HotCSE Seminar
Computational Science & Engineering
Wednesday Oct 26, 12pm-1pm, [Meeting Link]

scDisInFact: The Disentangled Learning for Integration and Prediction of multi-batch multi-condition Single-Cell RNA sequencing data

Ziqi Zhang
Advisor: Dr. Xiuwei Zhang


Single-cell RNA-sequencing (scRNA-seq) is able to measure the expression level of genes in each cell of an experimental batch. scRNA-seq has been widely used for disease studies, where samples are collected from donors at different stages of the disease. As a result, each sample's scRNA-seq count matrix is associated with one or more biological conditions which can be age, gender, drug treatment, disease severity, etc. On the other hand, samples from different donors are often obtained in different experimental batches, which introduce technical confounders that are also termed ''batch effects''. Often seen in practice are samples from different conditions and different batches, and the differences among their count matrices are caused by a mixture of technical batch effect and condition effect. Computational methods should remove the batch effect while keeping the biological variations caused by condition effects. Existing batch effect removal methods remove all systematic differences among samples, including both batch effect and condition effect. In contrast, existing perturbation prediction methods treat the differences among samples solely as condition effects, and predict gene expression data that are inaccurate as they ignore batch effects. Here we propose scDisInFact, a computational framework based on variational autoencoders that models both batch effect and condition effect among samples in scRNA-seq data. scDisInFact simultaneously performs three tasks including batch effect removal, condition-associated key gene detection, and perturbation prediction. We tested scDisInFact on both simulated and real datasets, and compared it with baseline methods for each task. The results show that by jointly performing these three tasks, scDisInFact shows superior performance compared to existing methods that work on each task.

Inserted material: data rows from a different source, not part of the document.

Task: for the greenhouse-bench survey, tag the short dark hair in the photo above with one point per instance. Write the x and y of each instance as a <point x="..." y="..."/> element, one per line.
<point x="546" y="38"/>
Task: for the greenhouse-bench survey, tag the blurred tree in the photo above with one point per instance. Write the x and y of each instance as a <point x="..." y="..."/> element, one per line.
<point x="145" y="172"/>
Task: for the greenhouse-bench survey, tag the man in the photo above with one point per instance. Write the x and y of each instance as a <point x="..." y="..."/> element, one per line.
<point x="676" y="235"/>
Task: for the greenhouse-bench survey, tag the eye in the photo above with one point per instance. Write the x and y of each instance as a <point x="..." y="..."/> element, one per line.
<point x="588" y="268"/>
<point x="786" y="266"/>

Ziqi Zhang is a Ph.D. student in the School of Computational Science and Engineering, at Georgia Institute of Technology. His advisor is Dr. Xiuwei Zhang. He is generally interested in developing machine learning algorithms to study cell regulatory mechanisms. His main research focuses are integrating biological information from single-cell multi-omics datasets and single-cell datasets across experimental conditions, and obtaining new biological insight from the integration study, and studying cell regulatory mechanisms including gene regulatory network, cross-modalities association network with graph learning algorithms.